The CineGrid@Disney demonstration
showcased how it is feasible today, using high speed research networks
like CENIC, to create a real-time fully interactive networked
post-production environment for digital cinema using high quality sound
and picture to work between widely distributed facilities on critical
creative tasks. The challenge was to bring together, into a single room,
several different creative workflows linking multiple remote locations
and using very high quality media running over high speed networks for
interactive, real-time remote collaboration.
Specific use cases demonstrated included: 4K/60p telepresence virtual conference room; critical viewing of digitally restored archival film elements at 4K and 2K resolutions, streaming from a remote server; Digital Intermediate (DI) color grading; critical viewing of 3D HD stereoscopic visual effects; collaborative audio editing and mixing; and use of a SAGE multi-panel display walls for collaborative review of multimedia marketing materials. While most of these use cases involved point-to-point bilateral collaboration, several required triangular collaboration configurations using multicasting.
Calling it an “important moment in telecollaboration,”
Silverman said the goal of the demo was to find ways that a “connected”
digital studio can better serve filmmakers in an industry increasingly
constrained by vast amounts of data, shrinking timeframes for delivery
and even something as mundane as freeway traffic.
“Traveling from Burbank to Santa Monica by car takes longer than
getting on a plane and traveling to San Francisco,” Silverman noted,
adding that more and more film studios are moving their operations
abroad to save on time, production costs and (as Herr noted) go “where
the talent, or the tax breaks, or the scenery is the best.”
Added Silverman: “Connectivity is going from something that’s nice to have to something we need to have. When we’re linked in exact real-time, these networks literally allow us to shrink time. We want to redefine the experience of collaborating in a virtual meeting room to collaborating in a virtual media room. The ultimate goal is to create an industry platform that can allow the entire industry to connect and work together at once.”
Meanwhile, researchers in academia continue to improve upon
platforms they have created for remote collaboration. Richard Weinberg
of the University of Southern California School of Cinematic Arts
demonstrated his efforts to “digitize the ocean one drop at a time” in a
presentation called “Micro-O-Worlds, where he showcased a selection of
live slides and movies of microscopic ocean life that he captured by
interfacing a RED camera with a modern optical microscope.
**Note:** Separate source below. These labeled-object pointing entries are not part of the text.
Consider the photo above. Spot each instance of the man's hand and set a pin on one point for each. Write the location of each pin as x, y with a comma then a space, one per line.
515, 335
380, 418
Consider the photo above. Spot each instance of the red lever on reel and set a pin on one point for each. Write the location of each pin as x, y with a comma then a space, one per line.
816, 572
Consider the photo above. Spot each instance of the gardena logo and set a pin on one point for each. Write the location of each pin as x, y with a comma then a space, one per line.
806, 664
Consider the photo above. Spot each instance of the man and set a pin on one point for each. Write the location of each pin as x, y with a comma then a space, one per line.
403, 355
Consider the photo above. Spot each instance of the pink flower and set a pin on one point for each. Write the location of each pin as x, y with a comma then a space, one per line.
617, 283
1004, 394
Weinberg took
advantage of Calit2’s advanced virtual telepresence capabilities to
collaborate face-to-face, in real-time, with two USC microbiologists,
who gave a play-by-play account of the various micro-organism species on
view on the Calit2 auditorium’s 18x32’ screen — creatures so small
they would fit into the letter “e” in the “United States of America”
imprint on a dime.
Larry Smarr, director of Calit2, remarked that such
high-definition, real-time collaboration is possible at Calit2 because
“we have made the necessary human and technical resource investments to
drive applications of the optical network revolution.”
“CineGrid has built a global community which helps Calit2 decipher
our connected future,” he said. “More and more of Calit2's global
projects utilize dedicated 10 gigabit optical lightpaths. Calit2 was
born global, born connected at 10 gigabit.”
Research scientist Tom DeFanti, director of visualization at
Calit2 and a founding member of CineGrid, says that as CineGrid evolves
it has emerged as “the tippy tip of what’s possible.”
“We’ve spent years apologizing for the stability and reliability of the technologies shown at CineGrid conferences in the past, but as these technologies improve, we don’t have to do that anymore. These things we’ve been doing as big experiments all these years have now become the new normal.”